Большая железнодорожная станция Канзас-Сити была заполнена людьми. Полиция с трудом сдерживала напор толпы, старавшейся пройти на территорию станции. К стенке вагона приставили лестницу, чтобы я поднялся на крышу. Я обратился к встречающим с теми же словами, что и в Амарилло. В вагоне меня ждал целый ворох телеграмм с приглашением посетить школы и прочие организации. Я все сложил в саквояж, решив, что всем отвечу, как только доберусь до Нью-Йорка.
На всем расстоянии от Канзас-Сити до Чикаго люди стояли вдоль железной дороги, на всех перекрестках и даже в полях.
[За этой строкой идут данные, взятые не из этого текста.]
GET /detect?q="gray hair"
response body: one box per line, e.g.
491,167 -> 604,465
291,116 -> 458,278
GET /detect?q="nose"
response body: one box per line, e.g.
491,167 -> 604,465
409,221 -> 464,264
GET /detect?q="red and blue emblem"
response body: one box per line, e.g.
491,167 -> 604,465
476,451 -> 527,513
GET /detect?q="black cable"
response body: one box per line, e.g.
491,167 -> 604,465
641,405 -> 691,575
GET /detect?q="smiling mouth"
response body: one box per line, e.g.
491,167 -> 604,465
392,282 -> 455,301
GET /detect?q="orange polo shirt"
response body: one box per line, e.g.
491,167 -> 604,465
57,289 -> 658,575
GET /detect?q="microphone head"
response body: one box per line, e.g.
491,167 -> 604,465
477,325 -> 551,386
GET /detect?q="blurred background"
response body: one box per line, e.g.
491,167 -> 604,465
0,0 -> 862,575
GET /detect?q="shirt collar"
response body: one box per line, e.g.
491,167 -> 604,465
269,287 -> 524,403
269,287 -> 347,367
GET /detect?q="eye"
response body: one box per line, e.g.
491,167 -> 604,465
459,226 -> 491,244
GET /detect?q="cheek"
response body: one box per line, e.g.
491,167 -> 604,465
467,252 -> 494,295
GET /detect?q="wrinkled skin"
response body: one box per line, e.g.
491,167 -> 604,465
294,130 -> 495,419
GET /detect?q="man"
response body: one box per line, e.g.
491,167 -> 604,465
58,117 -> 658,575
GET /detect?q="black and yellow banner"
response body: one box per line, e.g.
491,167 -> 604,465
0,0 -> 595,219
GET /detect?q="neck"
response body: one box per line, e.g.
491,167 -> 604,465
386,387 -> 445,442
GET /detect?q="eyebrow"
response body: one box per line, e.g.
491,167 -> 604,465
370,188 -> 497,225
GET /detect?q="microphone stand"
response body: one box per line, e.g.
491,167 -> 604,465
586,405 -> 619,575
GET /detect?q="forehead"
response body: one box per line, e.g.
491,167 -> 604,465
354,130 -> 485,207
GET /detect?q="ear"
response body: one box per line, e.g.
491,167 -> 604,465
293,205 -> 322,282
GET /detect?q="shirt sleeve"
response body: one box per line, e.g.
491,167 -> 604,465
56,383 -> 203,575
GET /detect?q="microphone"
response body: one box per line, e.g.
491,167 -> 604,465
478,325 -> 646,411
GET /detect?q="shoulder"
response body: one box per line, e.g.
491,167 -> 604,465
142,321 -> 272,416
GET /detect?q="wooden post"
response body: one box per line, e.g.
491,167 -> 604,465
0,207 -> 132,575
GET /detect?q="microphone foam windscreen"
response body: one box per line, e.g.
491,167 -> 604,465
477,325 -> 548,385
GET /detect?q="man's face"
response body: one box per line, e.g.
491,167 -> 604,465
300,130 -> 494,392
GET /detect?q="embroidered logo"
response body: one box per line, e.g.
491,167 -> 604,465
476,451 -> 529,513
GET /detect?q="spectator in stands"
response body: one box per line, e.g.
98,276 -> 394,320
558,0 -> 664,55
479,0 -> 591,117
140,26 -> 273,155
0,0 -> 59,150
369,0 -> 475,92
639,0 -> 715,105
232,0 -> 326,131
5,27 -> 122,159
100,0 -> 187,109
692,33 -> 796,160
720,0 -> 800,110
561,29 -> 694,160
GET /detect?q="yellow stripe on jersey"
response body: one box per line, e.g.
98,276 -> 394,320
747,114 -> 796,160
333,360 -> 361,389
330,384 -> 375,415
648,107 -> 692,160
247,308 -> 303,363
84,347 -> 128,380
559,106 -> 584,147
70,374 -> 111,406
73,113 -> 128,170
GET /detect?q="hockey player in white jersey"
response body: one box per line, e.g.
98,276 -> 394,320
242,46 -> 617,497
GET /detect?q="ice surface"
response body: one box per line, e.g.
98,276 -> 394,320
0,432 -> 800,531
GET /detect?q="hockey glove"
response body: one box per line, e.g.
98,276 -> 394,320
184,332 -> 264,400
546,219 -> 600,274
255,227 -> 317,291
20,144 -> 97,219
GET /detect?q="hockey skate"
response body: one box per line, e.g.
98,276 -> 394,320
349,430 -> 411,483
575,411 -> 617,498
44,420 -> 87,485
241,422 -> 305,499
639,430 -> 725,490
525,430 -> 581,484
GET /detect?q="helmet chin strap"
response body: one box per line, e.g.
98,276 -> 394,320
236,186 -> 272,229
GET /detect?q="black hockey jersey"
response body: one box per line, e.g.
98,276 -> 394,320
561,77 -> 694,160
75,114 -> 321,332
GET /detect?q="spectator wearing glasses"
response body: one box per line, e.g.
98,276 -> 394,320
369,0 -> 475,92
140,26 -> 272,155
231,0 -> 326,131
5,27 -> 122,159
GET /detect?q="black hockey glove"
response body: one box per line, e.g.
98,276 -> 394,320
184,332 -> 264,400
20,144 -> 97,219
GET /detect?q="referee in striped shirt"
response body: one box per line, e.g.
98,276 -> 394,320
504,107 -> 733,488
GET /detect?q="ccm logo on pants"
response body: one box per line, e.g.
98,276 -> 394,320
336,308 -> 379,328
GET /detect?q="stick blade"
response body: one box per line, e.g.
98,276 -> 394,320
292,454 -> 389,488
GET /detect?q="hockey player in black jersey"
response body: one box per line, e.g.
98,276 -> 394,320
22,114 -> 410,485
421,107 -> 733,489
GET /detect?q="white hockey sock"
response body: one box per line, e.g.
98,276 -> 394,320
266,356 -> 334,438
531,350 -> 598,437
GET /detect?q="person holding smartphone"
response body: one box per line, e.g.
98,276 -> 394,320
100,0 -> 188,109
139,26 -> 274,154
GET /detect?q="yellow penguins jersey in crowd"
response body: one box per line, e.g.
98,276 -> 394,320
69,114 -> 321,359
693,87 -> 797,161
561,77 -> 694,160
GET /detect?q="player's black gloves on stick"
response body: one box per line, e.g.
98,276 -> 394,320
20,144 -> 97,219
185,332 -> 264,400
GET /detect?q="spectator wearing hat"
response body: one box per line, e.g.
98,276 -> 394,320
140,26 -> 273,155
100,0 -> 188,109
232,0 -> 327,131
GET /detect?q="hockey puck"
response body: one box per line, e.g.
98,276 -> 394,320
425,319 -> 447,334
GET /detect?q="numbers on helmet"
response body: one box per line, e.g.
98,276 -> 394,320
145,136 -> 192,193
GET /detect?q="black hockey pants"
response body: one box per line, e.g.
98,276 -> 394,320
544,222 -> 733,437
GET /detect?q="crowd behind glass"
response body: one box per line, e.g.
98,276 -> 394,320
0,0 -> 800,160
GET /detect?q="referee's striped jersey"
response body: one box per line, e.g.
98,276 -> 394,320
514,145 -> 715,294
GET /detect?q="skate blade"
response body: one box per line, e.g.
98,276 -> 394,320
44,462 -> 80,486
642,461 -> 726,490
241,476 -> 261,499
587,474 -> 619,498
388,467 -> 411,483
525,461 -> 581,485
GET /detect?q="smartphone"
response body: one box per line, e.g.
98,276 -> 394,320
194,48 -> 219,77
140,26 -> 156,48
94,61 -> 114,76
Они кричали и махали руками вслед проезжавшему поезду. Мне самому хотелось кричать и радоваться, но в голову стучалась мысль, что мир, видимо, сошел с ума! Если всего лишь несколько комедий могут вызвать у людей такой восторг, то нет ли в этом восторге чего-то надуманного и фальшивого? Я всегда считал, что мне понравится быть в центре внимания публики, и вот теперь ощущал некий парадокс: моя популярность изолировала меня от остального мира и несла мне одиночество.
В Чикаго, где нужно было сделать пересадку, толпа, собравшаяся у выхода из вокзала, с криками «ура!» посадила меня в лимузин, на котором я доехал до отеля «Блэкстоун», где в шикарном номере мне было предложено отдохнуть перед отъездом в Нью-Йорк.
Здесь мне принесли телеграмму от начальника полиции Нью-Йорка, который просил меня сойти с поезда на 125-й улице, а не на Центральном вокзале, потому что толпы людей уже стали заполнять вокзал в ожидании моего приезда.